He also thought about lessons he’d learned as an executive chef under Ronnie Killen, who transformed the suburb of Pearland into a bonafide dining destination thanks to his barbecue, burger, and steak restaurants. “I always went back to when Killen started a steakhouse in Pearland, a place that, at the time, no one really talked about going to at all,” he says.

After a few more meetings, Halili asked Cervantez what it would take to bring him on board full-time. Cervantez decided to make the leap.

“I was thinking, What is it that I really want to do? I saw that it could be a really fun gig — either it could work out or it could flop. But I liked his energy, the way he was explaining the details and how he took no shortcuts. I believed in it,” Cervantez says. “If I wanted to start fresh somewhere, there was no better time than now. It was definitely a risk, and I knew that.”

Halili gave Carvantez free rein in developing the menu, which the chef built with an eye toward simplicity. One section consists of wood-grilled fish, a throwback to his work with Killen. Other dishes are more playful — a blue crab grilled cheese, potato salad loaded with chunks of lobster, and a fried red snapper filet with a potato crust.
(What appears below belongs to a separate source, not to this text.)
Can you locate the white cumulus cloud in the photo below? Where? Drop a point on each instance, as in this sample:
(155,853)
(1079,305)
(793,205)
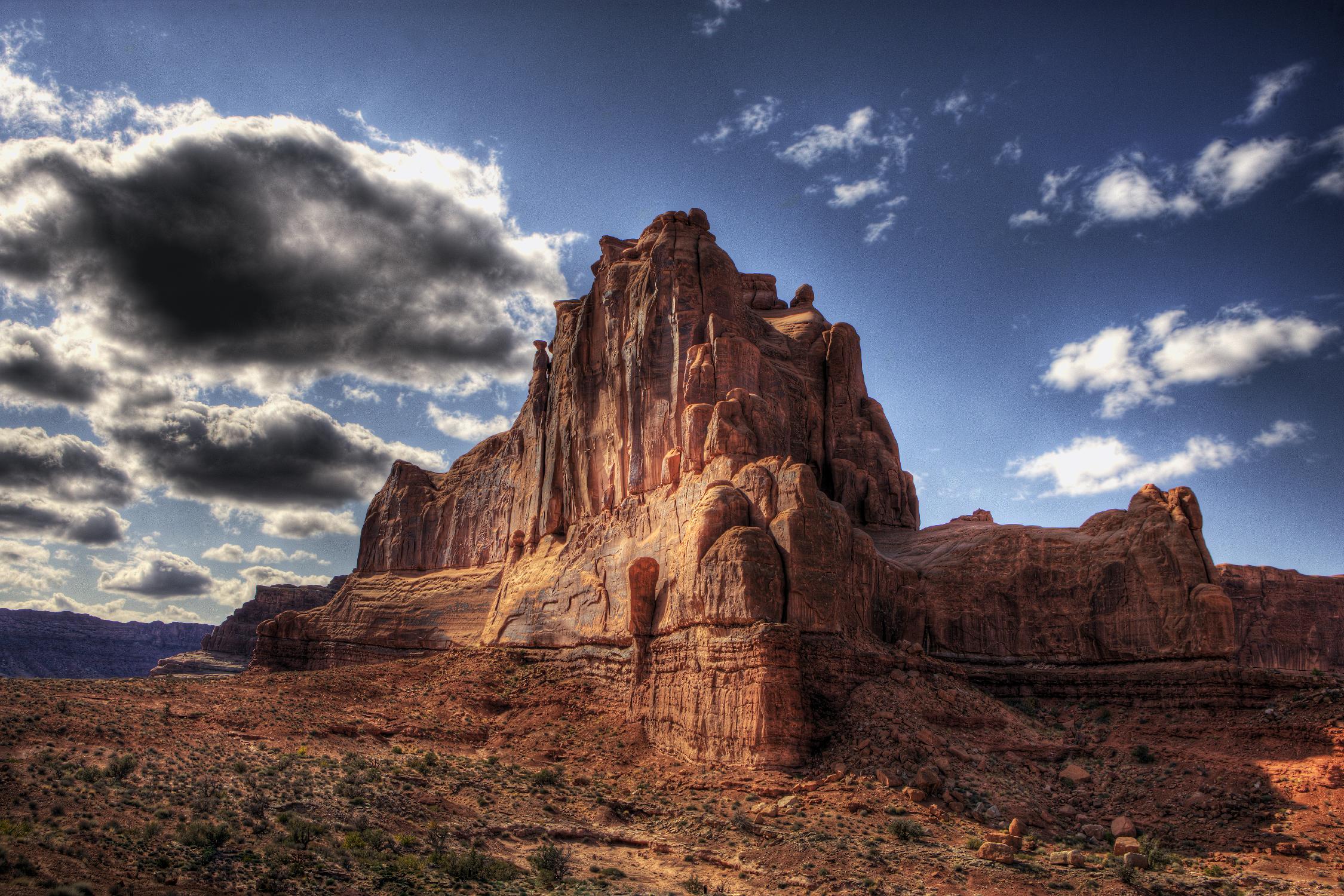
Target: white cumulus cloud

There are locally caught oysters, of course, with a 50-cent special on Tuesday and Wednesday.

Time will tell whether or not Halili’s big gamble on San Leon will pan out, but it’s already attracting people who are willing to make the drive to take in the waterfront views while eating fresh oysters.

On a recent visit to the restaurant, two couples were sitting at the bar, talking about how they’d heard about Pier 6. One couple, from Spring, was celebrating their wedding anniversary. The other, an older couple, had driven from Sugar Land, a trip that took them 90 minutes one way. The Sugar Land couple were longtime fans of Brennan’s and had heard about chef Cervantez’s move. This was the fourth or fifth time they’d made the drive to San Leon to eat at his new restaurant.

“Who’d have thought a place like this would open here?” the older woman said to the Spring couple. “It just goes to show: If you have a place, people will come.”